= Spiritual distress =

Disturbance in one's belief system

Spiritual distress is a disturbance in a person's belief system. As an approved nursing diagnosis, spiritual distress is defined as "a disruption in the life principle that pervades a person's entire being and that integrates and transcends one's biological and psychological nature."

==Nursing diagnoses==

Authors in the field of nursing who contributed to the definition of the characteristics of spiritual distress used indicators to validate diagnoses.

The following manifestations of spiritual distress are a part of an abstract data gathered by LearnWell Resources, Inc from the studies of Mary Elizabeth O'Brien and is used as a "Spiritual Assessment Guide" to present alterations in spiritual integrity.

===Seven manifestations of spiritual distress===
The diagnosis of spiritual distress is defined by indicators that are present: spiritual pain, spiritual alienation, spiritual anxiety, spiritual guilt, spiritual loss, and spiritual despair.

- "Nursing diagnoses: spiritual pain, as evidenced by expressions of discomfort of suffering relative to one's relationship with God, verbalization of feelings of having a void or lack of spiritual fulfillment, and/or a lack of peace in terms of one's relationship to one's creator.
- Nursing- diagnoses: spiritual alienation, as evidenced by expressions of loneliness or the feeling that God seems very far away and remote from one's everyday life, verbalization that one has to depend upon one's self in times of trial or need, and/or a negative attitude toward receiving any comfort or help from God.
- Nursing diagnoses: spiritual anxiety , as evidenced by expression of fear of God's wrath and punishment; fear that God might not take care of one, either immediately or in the future; and/or worry that God is displeased with one's behavior.
- Nursing diagnoses: spiritual guilt, as evidenced by expressions suggesting that one has failed to do the things which he should have done in life and/or done things which were not pleasing to God; articulation of concerns about the "kind" of life one has lived.
- Nursing diagnoses: spiritual anger, as evidenced by expression of frustration or outrage at God for having allowed illness or other trials, comments about the "unfairness" of God, and/or negative remarks about institutionalized religion and/or its ministers or spiritual care givers.
- Nursing diagnoses: spiritual loss, as evidenced by expression of feelings of having temporarily lost or terminated the love of God, fear that one's relationship with God has been threatened, and/or a feeling of emptiness with regard to spiritual things.
- Nursing- diagnoses: spiritual despair, as evidenced by expressions suggesting that there is no hope of ever having a relationship with God or of pleasing Him and/or a feeling that God no longer can or does care for one."

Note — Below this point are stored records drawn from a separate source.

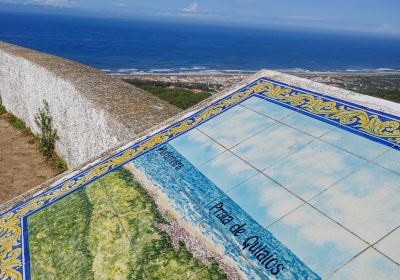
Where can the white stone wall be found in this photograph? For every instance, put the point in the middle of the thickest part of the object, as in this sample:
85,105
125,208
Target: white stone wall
85,131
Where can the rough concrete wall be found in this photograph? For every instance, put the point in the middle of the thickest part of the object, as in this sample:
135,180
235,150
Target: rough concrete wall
91,111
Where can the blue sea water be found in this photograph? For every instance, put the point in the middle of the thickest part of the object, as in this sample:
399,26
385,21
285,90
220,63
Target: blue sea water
131,46
192,195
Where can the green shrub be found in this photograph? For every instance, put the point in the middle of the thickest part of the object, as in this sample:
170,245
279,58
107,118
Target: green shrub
48,137
2,108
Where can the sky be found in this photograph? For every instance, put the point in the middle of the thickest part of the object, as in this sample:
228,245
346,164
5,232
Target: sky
369,16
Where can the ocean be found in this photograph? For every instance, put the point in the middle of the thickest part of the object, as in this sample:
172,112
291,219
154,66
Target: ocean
139,46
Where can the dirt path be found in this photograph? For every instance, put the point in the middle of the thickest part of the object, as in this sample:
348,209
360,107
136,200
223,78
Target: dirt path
22,167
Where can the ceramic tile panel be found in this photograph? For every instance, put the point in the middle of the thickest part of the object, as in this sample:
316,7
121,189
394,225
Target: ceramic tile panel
234,126
370,265
390,245
271,145
366,202
314,168
318,241
268,182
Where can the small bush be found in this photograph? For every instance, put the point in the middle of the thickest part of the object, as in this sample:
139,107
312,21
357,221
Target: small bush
2,108
16,122
48,137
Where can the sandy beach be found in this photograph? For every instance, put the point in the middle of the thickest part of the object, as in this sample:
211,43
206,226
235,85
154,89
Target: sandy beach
180,231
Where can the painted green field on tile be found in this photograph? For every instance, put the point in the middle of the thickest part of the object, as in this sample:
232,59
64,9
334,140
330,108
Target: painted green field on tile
106,231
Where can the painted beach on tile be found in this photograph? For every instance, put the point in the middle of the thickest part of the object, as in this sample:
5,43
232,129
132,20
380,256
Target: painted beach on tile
230,191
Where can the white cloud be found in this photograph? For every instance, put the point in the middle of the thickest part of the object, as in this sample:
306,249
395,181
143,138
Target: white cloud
53,3
191,8
386,28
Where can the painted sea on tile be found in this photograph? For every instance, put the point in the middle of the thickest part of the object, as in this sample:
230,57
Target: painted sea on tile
269,182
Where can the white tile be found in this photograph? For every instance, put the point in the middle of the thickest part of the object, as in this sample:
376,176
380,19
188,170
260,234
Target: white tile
390,160
370,265
235,125
313,169
366,202
390,245
263,199
271,145
196,147
319,242
353,143
227,171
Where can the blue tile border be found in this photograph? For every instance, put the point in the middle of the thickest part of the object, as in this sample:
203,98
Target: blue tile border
365,122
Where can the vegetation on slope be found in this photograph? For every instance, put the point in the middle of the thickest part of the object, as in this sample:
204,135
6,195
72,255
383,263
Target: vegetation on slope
45,140
180,95
107,231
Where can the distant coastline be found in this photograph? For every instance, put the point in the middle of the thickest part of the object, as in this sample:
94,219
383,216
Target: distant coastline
203,71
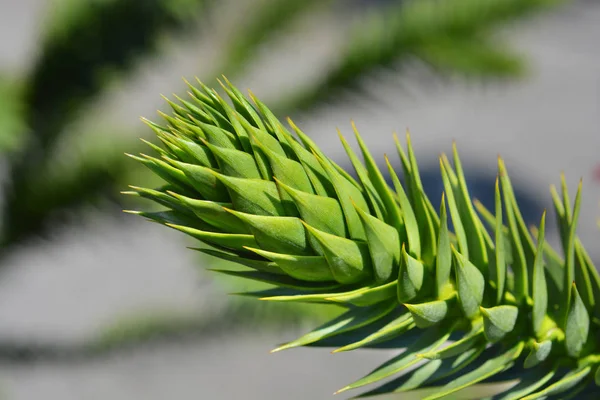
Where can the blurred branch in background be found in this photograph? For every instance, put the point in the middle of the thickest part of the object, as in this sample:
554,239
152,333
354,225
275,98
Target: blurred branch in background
86,44
450,36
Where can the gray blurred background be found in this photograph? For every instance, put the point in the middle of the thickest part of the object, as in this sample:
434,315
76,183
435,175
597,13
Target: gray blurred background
96,304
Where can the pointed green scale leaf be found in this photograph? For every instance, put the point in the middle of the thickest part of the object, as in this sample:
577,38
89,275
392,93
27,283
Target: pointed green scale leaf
288,171
204,181
427,374
264,138
312,167
197,152
554,266
320,212
395,328
276,126
277,234
167,172
583,280
498,321
278,280
498,270
472,339
191,109
470,284
431,339
259,265
410,277
349,260
421,204
172,217
520,226
585,261
409,223
318,154
235,163
160,198
472,224
569,244
538,353
528,384
306,268
392,212
227,240
578,324
238,129
459,230
384,246
253,196
352,319
430,313
443,261
486,370
566,383
242,105
540,290
349,197
366,296
491,221
160,150
519,265
218,136
374,199
214,214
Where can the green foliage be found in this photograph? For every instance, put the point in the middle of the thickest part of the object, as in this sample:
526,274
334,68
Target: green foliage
362,246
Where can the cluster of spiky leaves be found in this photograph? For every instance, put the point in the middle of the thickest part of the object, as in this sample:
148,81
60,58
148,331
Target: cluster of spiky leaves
488,301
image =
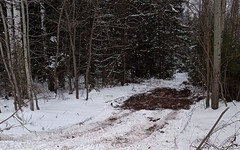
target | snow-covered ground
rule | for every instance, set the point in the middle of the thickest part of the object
(64, 123)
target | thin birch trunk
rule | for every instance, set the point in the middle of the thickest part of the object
(26, 57)
(89, 56)
(17, 96)
(217, 53)
(58, 47)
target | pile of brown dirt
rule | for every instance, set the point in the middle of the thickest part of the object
(160, 98)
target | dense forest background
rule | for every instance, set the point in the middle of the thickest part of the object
(92, 44)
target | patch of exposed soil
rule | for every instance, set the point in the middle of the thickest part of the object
(160, 98)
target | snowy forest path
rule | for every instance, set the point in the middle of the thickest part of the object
(123, 129)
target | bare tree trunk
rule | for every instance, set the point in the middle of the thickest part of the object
(26, 58)
(89, 55)
(217, 53)
(57, 53)
(44, 32)
(73, 47)
(17, 96)
(10, 24)
(207, 46)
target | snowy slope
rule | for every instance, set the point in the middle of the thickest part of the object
(66, 123)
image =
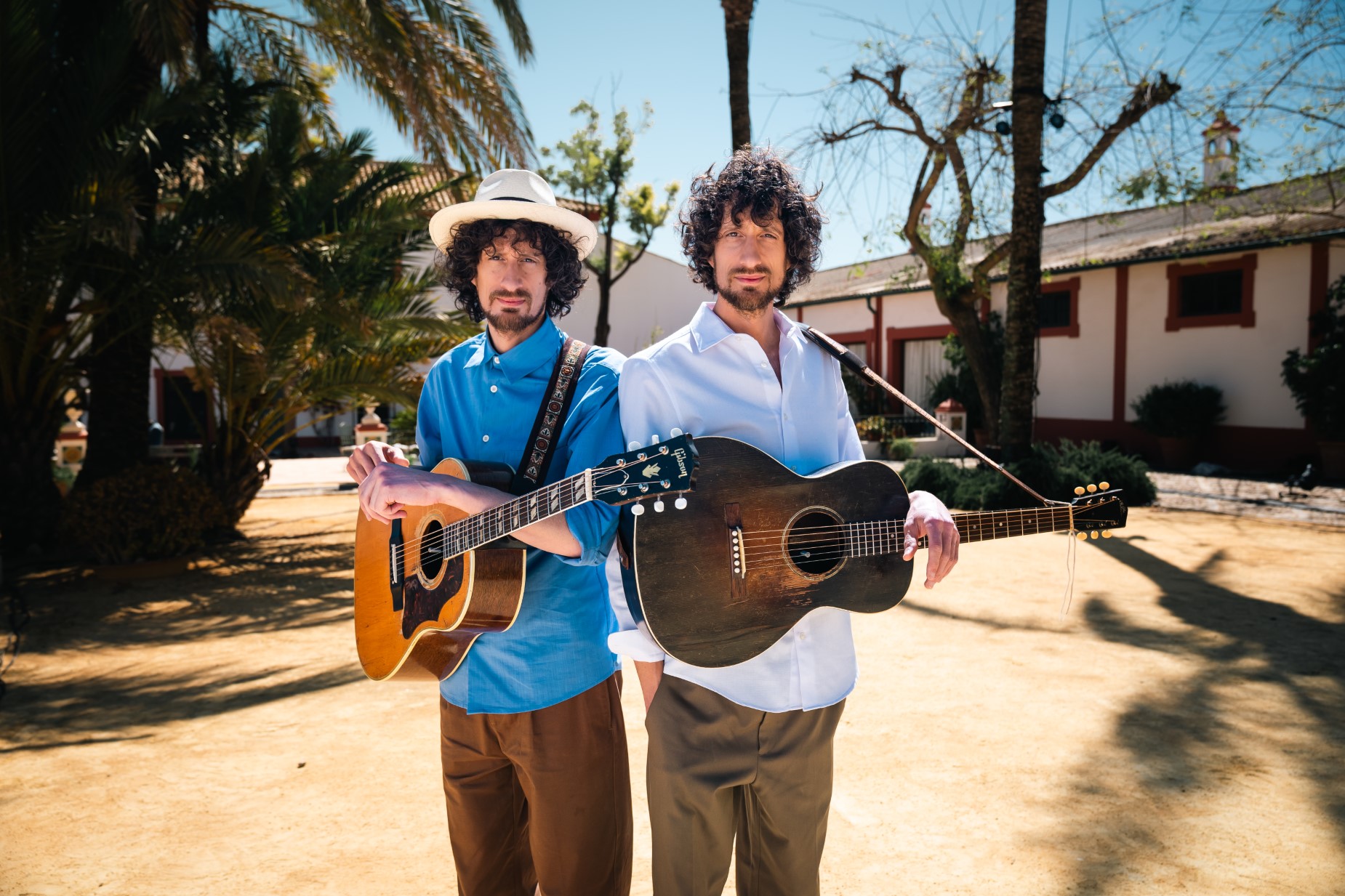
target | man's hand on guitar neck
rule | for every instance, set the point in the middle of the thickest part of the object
(370, 455)
(388, 488)
(928, 517)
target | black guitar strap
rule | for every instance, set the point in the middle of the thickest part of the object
(550, 417)
(853, 362)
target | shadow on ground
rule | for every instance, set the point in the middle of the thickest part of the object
(267, 584)
(1187, 740)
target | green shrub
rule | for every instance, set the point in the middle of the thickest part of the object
(1317, 380)
(1183, 409)
(145, 513)
(1053, 471)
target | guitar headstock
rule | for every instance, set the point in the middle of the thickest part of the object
(661, 469)
(1098, 510)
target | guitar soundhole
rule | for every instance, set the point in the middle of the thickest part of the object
(432, 551)
(816, 544)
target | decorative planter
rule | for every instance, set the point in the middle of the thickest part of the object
(1333, 459)
(1177, 453)
(143, 570)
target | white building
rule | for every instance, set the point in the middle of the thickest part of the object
(1216, 292)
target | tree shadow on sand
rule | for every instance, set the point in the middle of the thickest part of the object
(1187, 742)
(268, 584)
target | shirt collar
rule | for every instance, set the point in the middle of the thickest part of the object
(537, 350)
(709, 330)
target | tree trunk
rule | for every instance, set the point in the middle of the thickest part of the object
(966, 323)
(119, 392)
(1021, 320)
(123, 341)
(30, 504)
(737, 20)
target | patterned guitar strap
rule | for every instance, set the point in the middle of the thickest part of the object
(550, 417)
(853, 362)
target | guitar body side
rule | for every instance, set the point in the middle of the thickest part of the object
(471, 595)
(683, 561)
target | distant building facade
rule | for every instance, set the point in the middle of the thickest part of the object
(1216, 292)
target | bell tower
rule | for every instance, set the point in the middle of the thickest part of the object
(1220, 155)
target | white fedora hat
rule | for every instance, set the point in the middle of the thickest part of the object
(513, 194)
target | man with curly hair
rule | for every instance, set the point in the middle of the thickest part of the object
(531, 735)
(744, 752)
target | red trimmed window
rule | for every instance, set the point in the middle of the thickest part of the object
(1058, 311)
(1212, 295)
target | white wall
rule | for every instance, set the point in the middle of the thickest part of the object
(1242, 361)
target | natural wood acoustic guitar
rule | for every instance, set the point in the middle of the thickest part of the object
(760, 546)
(430, 584)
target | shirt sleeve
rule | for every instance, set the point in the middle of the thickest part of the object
(849, 447)
(647, 409)
(595, 434)
(430, 440)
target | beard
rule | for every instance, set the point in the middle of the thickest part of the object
(513, 320)
(750, 303)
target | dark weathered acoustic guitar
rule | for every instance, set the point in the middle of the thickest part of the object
(430, 584)
(760, 546)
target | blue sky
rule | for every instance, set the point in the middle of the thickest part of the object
(622, 53)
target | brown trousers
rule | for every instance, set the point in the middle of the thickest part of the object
(539, 796)
(716, 770)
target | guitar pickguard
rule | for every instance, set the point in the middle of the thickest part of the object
(422, 603)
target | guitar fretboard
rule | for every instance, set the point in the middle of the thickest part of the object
(888, 536)
(502, 520)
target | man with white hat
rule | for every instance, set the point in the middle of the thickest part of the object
(533, 742)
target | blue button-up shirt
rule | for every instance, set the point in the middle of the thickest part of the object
(481, 404)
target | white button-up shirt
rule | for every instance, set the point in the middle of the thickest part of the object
(710, 381)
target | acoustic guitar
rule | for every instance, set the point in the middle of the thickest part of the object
(430, 584)
(760, 546)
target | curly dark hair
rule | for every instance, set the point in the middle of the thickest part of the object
(457, 264)
(759, 182)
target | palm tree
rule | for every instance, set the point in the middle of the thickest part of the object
(737, 23)
(348, 325)
(84, 158)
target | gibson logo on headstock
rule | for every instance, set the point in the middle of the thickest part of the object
(680, 456)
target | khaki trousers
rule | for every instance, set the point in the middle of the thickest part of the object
(539, 796)
(717, 770)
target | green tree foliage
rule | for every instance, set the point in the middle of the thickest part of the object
(348, 322)
(1317, 379)
(1183, 409)
(598, 172)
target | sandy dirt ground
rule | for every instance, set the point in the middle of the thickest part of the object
(1180, 731)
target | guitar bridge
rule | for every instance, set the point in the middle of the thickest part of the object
(737, 551)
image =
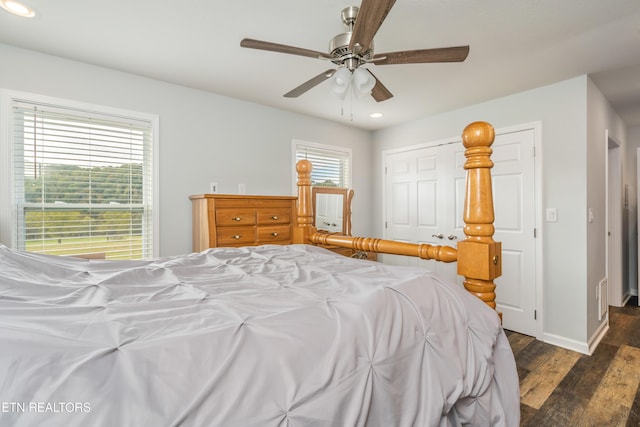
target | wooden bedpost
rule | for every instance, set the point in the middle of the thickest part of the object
(479, 256)
(304, 210)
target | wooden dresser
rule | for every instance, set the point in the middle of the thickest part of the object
(241, 220)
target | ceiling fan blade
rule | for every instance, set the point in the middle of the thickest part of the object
(311, 83)
(370, 17)
(380, 92)
(421, 56)
(282, 48)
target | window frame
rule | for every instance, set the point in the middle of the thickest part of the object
(8, 211)
(296, 146)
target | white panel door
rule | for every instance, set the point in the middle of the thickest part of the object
(425, 198)
(514, 203)
(418, 187)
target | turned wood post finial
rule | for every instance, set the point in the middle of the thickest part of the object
(481, 255)
(305, 204)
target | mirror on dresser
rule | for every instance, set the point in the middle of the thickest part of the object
(332, 209)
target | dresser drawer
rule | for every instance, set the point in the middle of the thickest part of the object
(274, 234)
(236, 236)
(235, 217)
(274, 216)
(241, 220)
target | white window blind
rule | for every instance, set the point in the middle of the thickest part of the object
(83, 182)
(331, 166)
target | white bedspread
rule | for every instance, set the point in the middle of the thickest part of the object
(265, 336)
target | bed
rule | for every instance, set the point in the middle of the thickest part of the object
(272, 335)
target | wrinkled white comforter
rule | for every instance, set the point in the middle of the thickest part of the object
(263, 336)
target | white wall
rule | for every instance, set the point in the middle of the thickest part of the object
(601, 121)
(631, 179)
(562, 110)
(203, 136)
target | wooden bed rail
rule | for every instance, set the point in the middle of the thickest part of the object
(478, 256)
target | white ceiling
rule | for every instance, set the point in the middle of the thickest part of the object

The indicators (pain, alienation, anxiety, guilt, loss, and despair) must or may be present in defining the characteristics of spiritual distress. The use of indicators in diagnosing alterations in spiritual health is controversial because indicators may appear related to both spiritual and psychosocial problems.

Wilfred McSherry, a senior lecturer in the School of Care Sciences at the University of Glamorgan, published an article on the Journal of Advanced Nursing about potential dilemmas in conducting a spiritual assessment. The article argued that "the area of spiritual assessment needs careful consideration, both nationally and internationally, by those professionals involved in the provision of spiritual care so that potential dilemmas can be identified and reviewed. Such consideration may prevent the construction and subsequent use of inappropriate assessment tools within practice."